Telling lies is a cowardly way. It speaks to us not having enough guts, balls or whatever you want to call it to stand up and take responsibility. Most lies are some one trying to shirk the consequences of whatever action or inaction they have or haven’t done. This right here speaks volumes about your person, the state of your relationship and how much you trust your partner. Lying disrespects your partner, your life, your relationship and yourself.


Sometimes people lie to protect their partner, or so they say; but is that really necessary? Your partner is a grown adult with skills, talents, strengths and responsibilities to take care of themselves, and most will. If you really search your motives and your thoughts you will most likely find self-protective thoughts and actions at the root of the lie.

If you are telling lies to your partner there is usually deeper issues than the lie. These issues could be in the individual (past experiences, habit, training) or in the relationship (over the top reactions, punishing behaviors of the partner); whatever the reason lying is the wrong answer.

Keeping your word is so very important in relationships; it is a basis of the trust in the relationship. One of the quickest ways to tell your partner they are not important is to break your promise to them. I regularly hear from clients that their partner keeps more promises to their friends and family than they do to their partner.
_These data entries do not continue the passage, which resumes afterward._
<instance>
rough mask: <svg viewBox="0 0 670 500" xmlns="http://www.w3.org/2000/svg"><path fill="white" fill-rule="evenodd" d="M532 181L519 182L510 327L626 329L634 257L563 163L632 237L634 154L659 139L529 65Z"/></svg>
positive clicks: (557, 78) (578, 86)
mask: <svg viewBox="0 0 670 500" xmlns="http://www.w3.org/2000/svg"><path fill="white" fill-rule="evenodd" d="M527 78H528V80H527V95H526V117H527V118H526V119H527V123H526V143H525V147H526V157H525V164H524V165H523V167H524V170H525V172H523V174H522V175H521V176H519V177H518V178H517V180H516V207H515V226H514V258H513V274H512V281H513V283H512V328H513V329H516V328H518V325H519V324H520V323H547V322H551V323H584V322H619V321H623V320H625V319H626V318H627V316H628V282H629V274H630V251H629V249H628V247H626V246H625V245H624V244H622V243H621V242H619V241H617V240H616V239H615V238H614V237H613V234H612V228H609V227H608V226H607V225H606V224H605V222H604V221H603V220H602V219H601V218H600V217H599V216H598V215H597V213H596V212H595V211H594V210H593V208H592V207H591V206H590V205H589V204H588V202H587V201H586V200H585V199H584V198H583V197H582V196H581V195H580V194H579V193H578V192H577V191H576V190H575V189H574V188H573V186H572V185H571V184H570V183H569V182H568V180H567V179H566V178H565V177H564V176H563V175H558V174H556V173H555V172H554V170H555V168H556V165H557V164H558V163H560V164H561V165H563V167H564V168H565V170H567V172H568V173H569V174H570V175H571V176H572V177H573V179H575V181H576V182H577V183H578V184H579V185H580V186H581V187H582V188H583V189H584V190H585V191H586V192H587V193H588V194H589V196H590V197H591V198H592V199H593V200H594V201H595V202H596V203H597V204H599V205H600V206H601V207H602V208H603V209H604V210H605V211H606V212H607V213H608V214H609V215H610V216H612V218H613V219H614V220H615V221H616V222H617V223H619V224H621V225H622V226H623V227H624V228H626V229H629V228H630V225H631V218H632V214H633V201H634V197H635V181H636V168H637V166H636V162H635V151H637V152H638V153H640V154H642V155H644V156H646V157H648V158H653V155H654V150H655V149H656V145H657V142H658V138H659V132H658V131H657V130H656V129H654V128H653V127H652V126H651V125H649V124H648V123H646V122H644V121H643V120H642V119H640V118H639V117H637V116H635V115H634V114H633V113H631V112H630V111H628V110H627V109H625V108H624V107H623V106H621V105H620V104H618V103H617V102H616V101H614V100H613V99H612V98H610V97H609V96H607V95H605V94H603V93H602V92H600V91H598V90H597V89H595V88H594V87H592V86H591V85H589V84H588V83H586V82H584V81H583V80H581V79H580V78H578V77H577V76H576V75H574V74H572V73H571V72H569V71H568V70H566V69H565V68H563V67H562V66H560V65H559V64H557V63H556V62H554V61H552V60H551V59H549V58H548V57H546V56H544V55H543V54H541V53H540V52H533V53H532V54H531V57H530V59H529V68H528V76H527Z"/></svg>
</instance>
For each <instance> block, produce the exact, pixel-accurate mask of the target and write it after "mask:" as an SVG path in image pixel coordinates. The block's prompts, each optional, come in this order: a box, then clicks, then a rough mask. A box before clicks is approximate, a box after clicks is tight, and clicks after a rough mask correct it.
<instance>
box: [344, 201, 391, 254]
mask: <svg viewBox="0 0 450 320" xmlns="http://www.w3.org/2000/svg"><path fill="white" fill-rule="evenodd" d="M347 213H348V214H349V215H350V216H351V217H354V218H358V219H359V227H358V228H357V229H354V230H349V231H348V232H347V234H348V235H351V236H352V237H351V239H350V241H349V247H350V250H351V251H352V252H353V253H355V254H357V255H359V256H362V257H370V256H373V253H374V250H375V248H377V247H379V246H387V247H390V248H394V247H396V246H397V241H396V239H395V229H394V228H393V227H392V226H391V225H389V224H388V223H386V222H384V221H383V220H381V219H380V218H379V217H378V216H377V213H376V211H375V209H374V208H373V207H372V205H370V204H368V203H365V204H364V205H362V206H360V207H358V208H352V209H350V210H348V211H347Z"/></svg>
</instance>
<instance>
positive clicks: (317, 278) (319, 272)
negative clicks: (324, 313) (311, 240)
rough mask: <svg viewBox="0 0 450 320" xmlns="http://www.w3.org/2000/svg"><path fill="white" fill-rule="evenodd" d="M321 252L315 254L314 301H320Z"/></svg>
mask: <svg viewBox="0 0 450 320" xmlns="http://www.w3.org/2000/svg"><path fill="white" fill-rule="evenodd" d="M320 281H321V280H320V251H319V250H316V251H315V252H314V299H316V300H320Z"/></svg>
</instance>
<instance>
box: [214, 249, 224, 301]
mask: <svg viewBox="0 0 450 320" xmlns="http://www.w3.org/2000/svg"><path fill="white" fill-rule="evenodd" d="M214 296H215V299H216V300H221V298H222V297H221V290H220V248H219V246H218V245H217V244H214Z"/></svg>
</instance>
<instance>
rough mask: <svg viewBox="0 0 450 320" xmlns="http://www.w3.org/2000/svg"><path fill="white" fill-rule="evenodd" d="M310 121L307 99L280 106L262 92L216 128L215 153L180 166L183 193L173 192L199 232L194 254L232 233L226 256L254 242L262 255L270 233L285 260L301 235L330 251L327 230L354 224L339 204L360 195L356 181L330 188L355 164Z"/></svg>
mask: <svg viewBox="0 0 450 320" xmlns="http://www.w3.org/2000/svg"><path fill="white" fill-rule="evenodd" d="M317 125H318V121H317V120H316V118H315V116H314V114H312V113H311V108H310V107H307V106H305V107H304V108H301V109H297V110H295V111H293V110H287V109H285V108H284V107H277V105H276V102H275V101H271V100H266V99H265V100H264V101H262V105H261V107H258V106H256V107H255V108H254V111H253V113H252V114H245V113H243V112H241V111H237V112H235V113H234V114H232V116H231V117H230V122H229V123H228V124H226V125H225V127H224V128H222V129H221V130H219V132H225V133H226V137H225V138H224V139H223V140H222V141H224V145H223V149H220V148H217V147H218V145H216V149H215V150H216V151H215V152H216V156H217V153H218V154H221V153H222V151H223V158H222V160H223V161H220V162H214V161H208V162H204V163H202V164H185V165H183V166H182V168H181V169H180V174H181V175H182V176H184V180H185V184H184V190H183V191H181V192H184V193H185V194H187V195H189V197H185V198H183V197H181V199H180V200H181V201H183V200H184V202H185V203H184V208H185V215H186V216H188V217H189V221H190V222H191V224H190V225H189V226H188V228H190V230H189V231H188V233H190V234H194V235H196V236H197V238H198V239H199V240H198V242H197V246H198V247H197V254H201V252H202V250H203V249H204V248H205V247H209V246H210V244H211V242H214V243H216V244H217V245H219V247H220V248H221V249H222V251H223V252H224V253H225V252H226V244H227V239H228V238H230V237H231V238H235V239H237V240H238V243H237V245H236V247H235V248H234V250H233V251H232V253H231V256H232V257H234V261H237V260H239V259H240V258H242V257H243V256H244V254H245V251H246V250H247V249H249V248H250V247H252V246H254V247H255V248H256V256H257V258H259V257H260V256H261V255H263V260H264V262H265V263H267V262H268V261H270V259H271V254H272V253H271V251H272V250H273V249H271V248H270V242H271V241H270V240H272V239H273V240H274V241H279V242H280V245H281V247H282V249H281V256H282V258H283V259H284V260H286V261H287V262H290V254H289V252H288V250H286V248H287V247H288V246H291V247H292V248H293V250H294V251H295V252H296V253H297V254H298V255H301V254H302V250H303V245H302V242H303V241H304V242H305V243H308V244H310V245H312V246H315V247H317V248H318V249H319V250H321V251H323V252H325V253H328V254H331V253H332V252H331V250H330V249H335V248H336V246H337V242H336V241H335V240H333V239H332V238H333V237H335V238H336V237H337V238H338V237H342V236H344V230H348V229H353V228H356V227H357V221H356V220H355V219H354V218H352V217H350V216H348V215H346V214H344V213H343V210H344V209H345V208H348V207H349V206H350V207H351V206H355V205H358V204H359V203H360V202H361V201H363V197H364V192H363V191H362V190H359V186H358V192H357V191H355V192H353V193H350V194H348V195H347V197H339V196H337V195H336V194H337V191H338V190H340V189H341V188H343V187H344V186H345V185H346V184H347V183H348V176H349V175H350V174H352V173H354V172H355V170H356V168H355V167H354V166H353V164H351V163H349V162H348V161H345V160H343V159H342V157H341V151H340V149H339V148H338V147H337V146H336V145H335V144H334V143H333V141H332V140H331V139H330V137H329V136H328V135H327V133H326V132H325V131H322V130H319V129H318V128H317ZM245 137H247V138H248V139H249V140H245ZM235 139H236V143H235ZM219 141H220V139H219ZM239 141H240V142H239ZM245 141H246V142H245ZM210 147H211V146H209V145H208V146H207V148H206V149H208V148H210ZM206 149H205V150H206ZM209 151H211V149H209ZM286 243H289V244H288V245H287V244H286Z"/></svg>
As sure way to create an environment of mistrust, pain and anger.

I had a client who would regularly promise his wife he would pick her up after work within 5-10 minutes of her being finished. He was consistently late with excuses that he just wanted to catch the last few minutes of the game, he was busy doing something and wanted to finish it, he simply forgot and he was helping a family member or friend. This led to them constantly fighting on the way home, bad feelings through the evening and so on. He could not get why she was angry even when she said, “if you don’t want to pick me up tell me and I’ll find away, just don’t leave me here waiting.”

Over time this developed into her being unwilling to take his word for anything, including when he said he loved her. They parted ways after a bitter and angry last couple of years. Granted, they did not break-up over him not picking her up, they split because she felt he never put her first in the relationship, he would rather disappoint her, make her wait than disappoint his family and friends.

If you don’t keep the promise you make, spoken or unspoken, the trust in your relationship is eventually eroded away. The most important promise you make is to your partner and your kids; they need to know that you will do what you say, in the little things so that they can trust you with the big things.

Even simple little things like telling your partner you will make the bed in the mornings have long reaching and last affects. If you can do that consistently, without excuses when missed, your partner knows, understands and comes to believe whole-heartedly that you care enough for them to do a small thing because you said you would.

One simple rule for making promises: if you are not sure you can keep a promise, don’t make it. Say “I’ll try,” “I really would like to,” “If I can (this one is sort of a promise, so be careful)” and “I’ll do my best.” These all tell the other that you have a desire to do it but are unsure if it is possible. One more thing, if you do promise with good intent and something comes up and makes that questionable, inform the other as soon as you realize the conflict. If the latter above is because of another person make sure it is really necessary for you to bail on your partner.
Always remember; A promise given is a promise kept.